Kayaking the Jock River west Mahoney Creek to Moodie Drive

Kayaking the Jock River between Moodie Drive and Old Richmond Road

This is a great area to paddle around if you love wildlife. You won’t run into many people, but you’ll see lots of turtles! Go on a sunny day to see them basking and enjoy hearing them plopping off of their log perches.

(see it on YouTube)

The paddle for the above video May 13, 2020. Terry Carisse Park was closed so I parked on Old Richmond Road and climbed down the bank to put in from the side of the road - easy to do, and a 20 minute drive from my place.
(see it on google maps)

Need to know

  • Who: any skill level paddler/nature lover
  • Where: section of Jock River between Old Richmond Road/Carisse Park to Moodie Drive, about a 15 minute drive from where the 416 leaves the 417
  • When: I think this section is navigable all year, certainly into early summer
  • What: Flatwater with one small ford to portage past. Lots of wildlife, a nice side trip in Mahoney creek… 11 k there and back as I did it, including Mahoney Creek (2h 40 min easy paddling and some clambering around obstacles)
  • Why: painted turtles, snapping turtles, ducks, geese, muskrat, beavers, water rats

Putting in

You can put in at the dock in Terry Carisse Park off Steeple Hill Crescent. There’s parking for about 10 vehicles in the park.

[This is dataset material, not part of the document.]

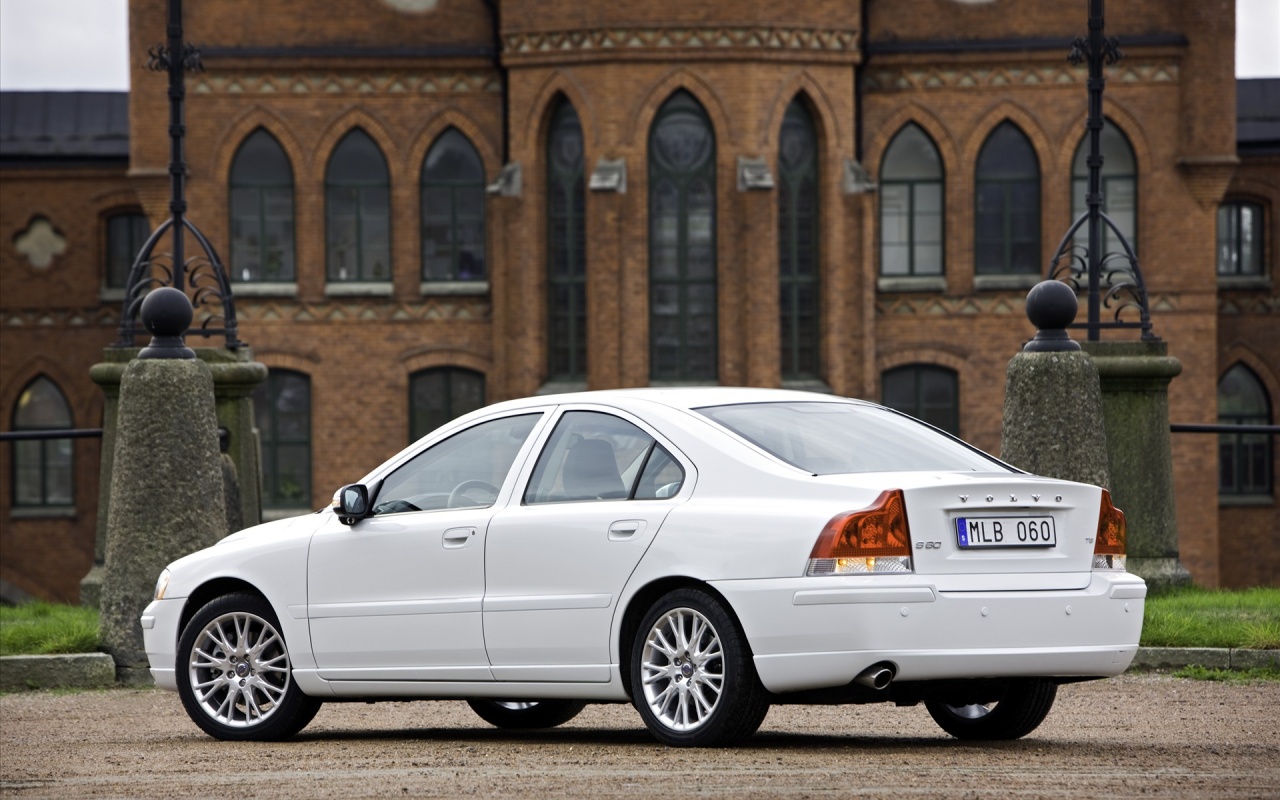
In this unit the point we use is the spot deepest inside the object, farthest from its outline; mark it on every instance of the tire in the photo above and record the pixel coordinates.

Alternately you can pull your car off (alongside Old Richmond Road)[https://goo.gl/maps/NvKzkRKsGXpjdCou9]. It’s easy to put in just about anywhere at the roadside here without getting your feet wet.

Mahoney Creek

This is a nice little creek that is just north of Terry Carrisse Park.

A few hundred meters in there is a fallen tree blocking the way to the Steeple Hill bridge.

If you can get past that (I almost get drenched here), head under the bridge.


There's about a kilometer of good kayaking ahead of you and maybe more, along with some side creeks. I saw a beaver peeking at me from under a log, a couple of turtles, and an annoyed duck wimming underwater ahead of me. I had no idea what was in the water until the duck popped up!

Eventually you find yourself kayaking alongside a farmer’s field and then you hit another fallen log situation.




This is probably the place to stop, but I portaged ahead until I hit a set of culverts in a farmer’s field.



The creek continues through the farmland, but I headed back to the Jock.

Ford

Back at the river, you’ll eventually hit a farm’s ford across the river - it looks like a small rapids.


Early spring you can just kayak over but by June you'll need to get out of your kayak to get past in. I suggest doing this on the right-hand side as you face downriver.


I saw a couple of beavers near here.

Turtles turtles turtles

Up-and-downstream of the ford takes you into some meaty turtle sighting area.

First some little (painted?) turtles:


And then a couple big old snappers:


Train Bridge, Moodie Drive, and rapids

Eventually you will see a train bridge in the distance.

Moodie drive is just behind it


And then soon you hit more rapids - not easy to see in the photo below. It definitely looked like it would not be much of a deal to continue down the river, although a portage would be required to get back up.

It was getting late so I had to turn around… with a big smile on my face after one of the best kayak outings of my life.